An El Dorado County man says the path to getting state paid care for his 24-year-old autistic son was too long and rough.
Jason Shapiro asked for a Supportive Living Services for his son Rick shortly before he aged out of the public school system at age 22.
That program allows Rick to live in his own residence with 24-hour care. Jason estimates that his son functions at the level of a one-year-old child.
“I came out of the workforce we got him back, so for the last two years Rick’s been my only job,” said Shapiro.
But the non-profit agency known as Alta California Regional Center, tasked with administering state funds for the developmentally disabled, ruled that Rick was more suited to a group home. His dad said that was tried but that his son’s behavior got worse.
Alta California also said that Rick had to be able to decide for himself whether he wanted to live in his own place and be able to communicate his wishes to a helper.
“Well if he could and he understood the meaning of that, he probably wouldn’t need these services,” said Shapiro.
Disability Rights California – an advocacy group for the developmentally disabled – is also taking up Rick’s cause, saying there is nothing in the law that requires Rick to communicate that wish.
An administrative law judge ruled after an extensive hearing that Rick would benefit from 24-hour care in his own residence. It still took half a year for arrangements to be made, which Shapiro characterized as foot-dragging to save money. He said the three and half-year process was evidence that the agency was trying to save money rather than act in the interest of his son.
An administrator for Alta California said they always intended to comply with the judge’s ruling – but did not say why they fought the application on several grounds, or why the seven month delay citing confidentiality rules placed on client information.

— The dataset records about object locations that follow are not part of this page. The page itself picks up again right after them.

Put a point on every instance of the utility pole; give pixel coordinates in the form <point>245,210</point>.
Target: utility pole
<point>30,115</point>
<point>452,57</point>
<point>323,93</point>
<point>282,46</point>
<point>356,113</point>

Disability Rights California attorney Jonathan Elson released a statement:
“SLS is an important alternative to group-based living arrangements and has been instrumental in helping people move out of institutions into the community.”
Elson also stated that many clients are not suited to group living arrangements and that too often services are slow in coming despite going through an arduous hearing procedure. He also said there is a narrow opportunity for further legal recourse to speed up the process even after winning an administrative hearing.
Shapiro says his advice to other parents is to persist.
“The story is don’t give up hope and whatever you do make sure that if you need help to reach out for it,” said Shapiro.
He plans to start an advocacy group for the parents of autistic children and make use of all that he has learned in his three and half-year struggle.